Step 2. Open the ModQuad intake system and make sure all the parts are there and are defect-free.

Step 3. Remove the air box lid.

Step 4. Loosen the air box clamp using a flat-bladed screwdriver.  I was able to access the screw from the top.

Step 5. Loosen and remove the air box bolts (4)

Step 6. Remove the wiring and the breather tube from the air box.  Tip: the module attached to the air box is removable by slipping it out of the rubber holder that is riveted onto the air box.  It slips out relatively easily.

Step 7. Put a clean rag in the filter hole to keep dirt out of the engine.

Step 8. Remove the factory air filter and frame.

Stock Yamaha Raptor 700 Air Box
Click to enlarge

Step 9. Clean out the air box.  I am assuming that everyone has a dirty air box like I did. The factory filter box collects dirt and dust on bottom of the intake box. The filter oil seems to collect their also.  Now that the intake box is away from the actual engine intake it’s a good time to make sure its squeaky clean.  There is a factory clean out tube on the bottom that probably has dirt and filter oil in it.  Squeeze the clamp and it slips right off.

Step 10. For some reason the factory unit has a screen cone riveted into the air box.  It has 4 rivets that need to be drilled out.  I found the easiest way to drill these out is by drilling a small pilot hole and then using the full size bolt bit.  Drill from the outside in.  It only takes a minute.

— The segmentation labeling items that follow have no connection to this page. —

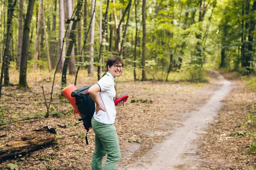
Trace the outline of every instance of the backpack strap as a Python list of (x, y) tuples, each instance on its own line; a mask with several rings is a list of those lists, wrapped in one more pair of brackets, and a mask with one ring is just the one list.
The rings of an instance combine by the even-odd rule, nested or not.
[(89, 131), (89, 129), (86, 131), (86, 135), (85, 136), (85, 141), (86, 141), (86, 144), (88, 144), (89, 143), (88, 143), (88, 139), (87, 138), (87, 133)]

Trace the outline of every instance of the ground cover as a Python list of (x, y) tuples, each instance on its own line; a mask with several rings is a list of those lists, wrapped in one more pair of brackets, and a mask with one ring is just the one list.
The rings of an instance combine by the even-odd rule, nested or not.
[[(14, 73), (11, 75), (13, 76), (11, 79), (18, 79)], [(82, 75), (82, 73), (79, 75), (78, 87), (96, 82), (93, 78)], [(24, 170), (90, 169), (94, 149), (94, 134), (92, 130), (89, 131), (89, 144), (86, 145), (84, 139), (85, 130), (82, 125), (74, 125), (79, 118), (73, 115), (67, 100), (59, 98), (61, 87), (58, 80), (60, 76), (58, 74), (56, 77), (52, 105), (52, 113), (55, 115), (47, 119), (33, 118), (41, 117), (46, 110), (41, 86), (44, 86), (49, 102), (52, 77), (44, 72), (30, 74), (28, 81), (31, 91), (26, 93), (16, 90), (15, 86), (3, 88), (1, 109), (4, 114), (2, 116), (2, 122), (9, 122), (12, 116), (13, 123), (0, 127), (0, 134), (3, 134), (0, 137), (1, 144), (9, 141), (8, 136), (17, 139), (28, 131), (47, 125), (55, 128), (58, 134), (55, 144), (16, 159), (5, 161), (0, 164), (1, 168), (12, 163)], [(68, 82), (73, 82), (73, 79), (68, 76)], [(122, 162), (132, 162), (154, 143), (161, 142), (170, 130), (179, 125), (178, 121), (183, 119), (183, 113), (196, 109), (198, 105), (209, 99), (211, 95), (209, 92), (216, 88), (211, 83), (134, 82), (119, 79), (117, 94), (125, 93), (130, 96), (124, 107), (117, 108), (115, 123)], [(30, 118), (29, 120), (14, 122), (28, 117)], [(67, 127), (60, 128), (58, 126), (60, 124), (64, 124)], [(134, 143), (138, 144), (139, 147), (131, 156), (128, 153), (127, 148)]]
[(250, 150), (255, 143), (256, 93), (247, 87), (246, 77), (223, 74), (236, 88), (223, 101), (218, 116), (197, 142), (202, 160), (198, 168), (255, 169), (256, 154)]

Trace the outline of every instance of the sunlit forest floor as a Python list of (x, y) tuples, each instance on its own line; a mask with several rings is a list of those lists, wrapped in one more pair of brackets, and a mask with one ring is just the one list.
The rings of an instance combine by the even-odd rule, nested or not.
[[(11, 82), (15, 84), (18, 81), (16, 71), (10, 74)], [(87, 145), (86, 131), (82, 125), (74, 125), (79, 118), (73, 115), (67, 100), (59, 98), (61, 89), (60, 74), (57, 75), (51, 105), (51, 114), (54, 116), (41, 118), (46, 111), (41, 86), (44, 86), (49, 102), (52, 74), (44, 71), (29, 73), (27, 81), (30, 91), (24, 93), (17, 90), (15, 86), (3, 88), (2, 122), (12, 123), (0, 126), (0, 145), (47, 125), (55, 128), (57, 135), (54, 144), (20, 158), (5, 161), (0, 164), (0, 168), (4, 169), (7, 164), (12, 163), (21, 170), (90, 169), (94, 147), (94, 133), (92, 130), (89, 131), (89, 144)], [(179, 121), (182, 119), (183, 114), (196, 110), (204, 104), (210, 97), (211, 92), (218, 85), (211, 81), (208, 83), (134, 82), (131, 78), (132, 75), (128, 73), (125, 72), (122, 76), (116, 80), (118, 81), (117, 94), (127, 93), (129, 98), (124, 107), (117, 108), (115, 125), (120, 142), (122, 163), (125, 164), (134, 161), (154, 144), (161, 142), (174, 126), (181, 126)], [(68, 84), (73, 83), (74, 77), (67, 76)], [(256, 107), (256, 94), (245, 89), (241, 80), (232, 81), (238, 88), (223, 101), (225, 105), (220, 112), (219, 117), (209, 125), (208, 133), (199, 142), (201, 156), (205, 160), (202, 162), (202, 165), (209, 169), (230, 169), (228, 167), (246, 169), (255, 164), (255, 155), (250, 153), (248, 149), (252, 143), (252, 135), (249, 132), (253, 124), (247, 123), (248, 125), (245, 127), (242, 125), (247, 123), (246, 116), (249, 109), (253, 105)], [(96, 82), (95, 77), (89, 77), (82, 71), (79, 74), (76, 87), (92, 85)], [(28, 117), (31, 119), (14, 122)], [(33, 119), (35, 118), (38, 119)], [(60, 124), (65, 124), (67, 128), (58, 126)], [(231, 133), (240, 130), (248, 133), (244, 136), (230, 136)], [(134, 143), (138, 147), (131, 154), (127, 148)], [(223, 165), (229, 167), (221, 169)]]

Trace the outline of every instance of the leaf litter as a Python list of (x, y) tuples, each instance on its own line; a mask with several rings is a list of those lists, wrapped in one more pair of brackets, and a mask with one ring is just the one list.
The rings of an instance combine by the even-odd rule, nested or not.
[[(90, 169), (94, 149), (94, 133), (91, 130), (88, 132), (89, 144), (86, 145), (86, 131), (82, 124), (74, 125), (78, 122), (79, 118), (73, 115), (67, 100), (59, 97), (61, 91), (59, 81), (55, 82), (51, 105), (52, 110), (55, 112), (55, 116), (32, 119), (38, 115), (44, 115), (46, 112), (41, 87), (43, 84), (49, 102), (52, 84), (47, 80), (52, 79), (47, 75), (42, 73), (36, 76), (29, 75), (28, 79), (30, 92), (23, 93), (16, 90), (15, 87), (4, 88), (3, 93), (6, 95), (3, 96), (1, 106), (6, 107), (7, 110), (4, 110), (3, 119), (9, 122), (11, 114), (12, 122), (24, 117), (30, 119), (14, 122), (10, 126), (0, 127), (0, 134), (9, 133), (13, 139), (18, 139), (28, 131), (51, 125), (55, 128), (58, 139), (49, 147), (46, 146), (27, 153), (22, 159), (1, 163), (0, 168), (6, 168), (6, 164), (13, 163), (18, 165), (21, 170)], [(61, 76), (57, 75), (56, 79), (60, 79)], [(83, 77), (81, 75), (78, 79), (80, 81), (77, 88), (96, 82), (93, 78)], [(71, 76), (68, 76), (67, 79), (70, 82), (74, 82)], [(186, 119), (183, 116), (184, 113), (196, 110), (198, 106), (204, 104), (210, 97), (211, 92), (218, 88), (218, 85), (214, 83), (200, 84), (201, 85), (195, 85), (195, 83), (180, 82), (119, 81), (117, 95), (127, 93), (129, 96), (124, 107), (116, 108), (115, 125), (121, 151), (120, 163), (133, 162), (146, 153), (154, 144), (161, 142), (174, 127), (182, 125), (179, 122)], [(11, 95), (13, 96), (7, 96)], [(132, 102), (132, 100), (136, 102)], [(58, 126), (60, 124), (66, 125), (66, 128)], [(4, 136), (0, 139), (1, 144), (9, 140)], [(133, 144), (137, 144), (137, 146), (133, 150), (131, 149), (131, 153), (128, 150)]]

Step 11. Once the rivets are drilled out take a minute or two to smooth the newly enlarged holes.  I used a utility knife and a razor blade to smooth the surfaces.

Step 12. Bolt on the filter base to the air box using the included 4 bolts and nuts.  I used RTV to seal the aluminum base to the plastic box.  I didn’t want to have any air leakage.

Step 13. Reinstall the air box. Remove the rag that is keeping the engine air tube clean. Connect the wiring module to its holder. Insert new base into the air tube. Reinstall the bolts. Etc.

Step 14. Oil your K & N filter.

K&N oil comes two ways, a squeeze bottle of oil or a spray can.  Remember you are oiling the OUTSIDE of the filter, the way air goes into the filter.  With the squeeze bottle, put one thin line of oil on each pleat, only on one side please.  With the spray oil, use this method:  with the oil spray at about a 45 degree angle to the pleats, spray across the top of one pleat onto the side of the next pleat and put one quick line of oil on each pleat.  NOTE that the spray oil comes out in a sputtering stream rather than a fan spray, like paint.

Wait at least 10 minutes and touch up any spots that are still white.   The entire filter should have a light red color.  DO NOT OIL THE ENTIRE FILTER TWICE! Only touch up white spots.

I will dab the excess and clean the metal portions with a lint-free cloth or shop towel.

Step 15. Install the outer pre-filter.

I didn’t have an air box lid so I didn’t reinstall it.  I have found that running without a lid is a cheap way to get more air flow and seems to be safe in all but the most extreme wet conditions.  However I don’t do much mudding with this machine.